I once ran a mass-mailing business; a response rate of 0.7% was outstanding, and allowed a profit.
Your article helped me by moderating my expectations. I see that I can still achieve reader success, if not 100%, then 50%. Those people can be reached by my stories’ healing messages.
I’m so relieved to know there are many like me who “scan” a book or immediately realize they don’t care for it and skip to the last chapter to see how the author pulled it together and sewed up the loose ends.
It’s disappointing to know I will be treated the same way, but I’m excited for the readers who can’t put my books down and read them all the through.
Kristen Joy Wilks
Well, I will definitely be looking forward to next week’s post, ha! But seriously, this does remind me of the importance of tight editing. Thank you!
Interesting article, Bob, and that Mark Twain review is priceless!
I use Mailchimp for my emails, and they report an average opening rate for “Media and Publishing” of 36.8% today. I’m thrilled with my open rate that exceeds 50%, but I mostly get new subscribers from the signup link at the back of my ebooks. Those folks have already read one of my books (probably all of it if they got to the newsletter signup page) and decided they liked it enough to want info about future ones.
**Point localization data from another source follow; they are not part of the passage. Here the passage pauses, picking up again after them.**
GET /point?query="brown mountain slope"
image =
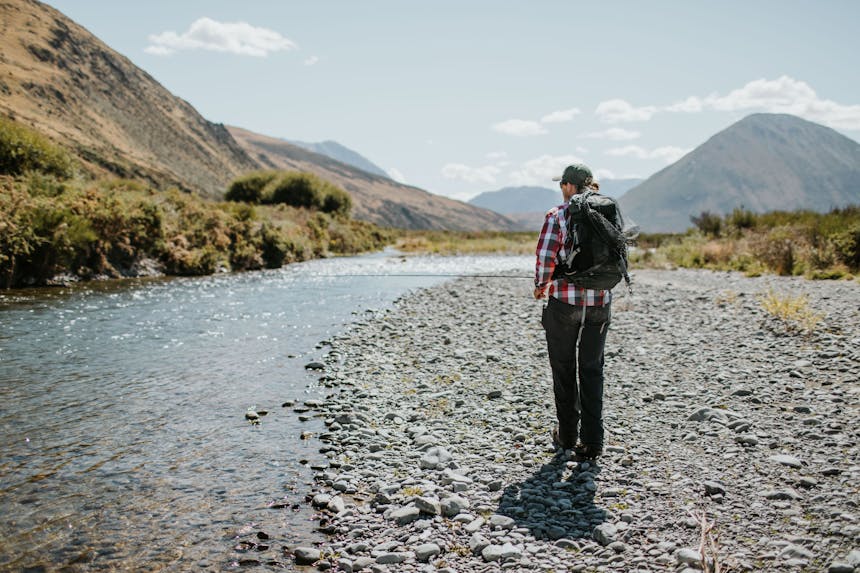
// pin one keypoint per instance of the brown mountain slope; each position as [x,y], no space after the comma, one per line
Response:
[764,162]
[376,199]
[57,77]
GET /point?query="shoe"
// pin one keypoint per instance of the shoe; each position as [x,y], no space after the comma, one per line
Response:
[588,452]
[556,441]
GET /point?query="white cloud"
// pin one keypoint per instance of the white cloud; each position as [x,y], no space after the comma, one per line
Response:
[614,134]
[619,110]
[541,170]
[782,95]
[486,174]
[561,116]
[668,153]
[395,174]
[519,127]
[232,37]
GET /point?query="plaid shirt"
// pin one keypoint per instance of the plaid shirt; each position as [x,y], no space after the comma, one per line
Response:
[550,249]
I get some from participation in giveaways where people sign up for the newsletter to get more chances to win a book (mine or one of the other author’s books in the giveaway). People added through a giveaway open at the 50% rate, too.
Do you have an estimate of the ratio of subscribers to an author’s newsletter relative to the total numbers of their books sold? I realize a reader only subscribes once even if they’ve read all of my books, but it would still be an informative number.
Dan, not Bob. I knew better. Fingers engaged with keyboard without checking with brain first.
Ha! Bob is easier to type.
There is no definite relationship of subscribers to purchasers, but maybe noticeable sales “bump” after an email goes to them. You can still track it though and get a rough idea of cause and effect. The % of sales you get might be different than another author.
OLUSOLA SOPHIA ANYANWU
Thanks Dan! God bless you,Amen.
Very realistic but reassuring to understand the pressure in the book industry. You are so right about the value of editors in this industry. God bless you for this post and I pray I don’t miss ‘The Pressure is off’ post!!
The statistics in this post are a little daunting, but reality checks are important! Thank you. But now, I’ve got my tea (actually hot chocolate) and cookies (chocolate chip) and am ready for the Pressure Is Off!!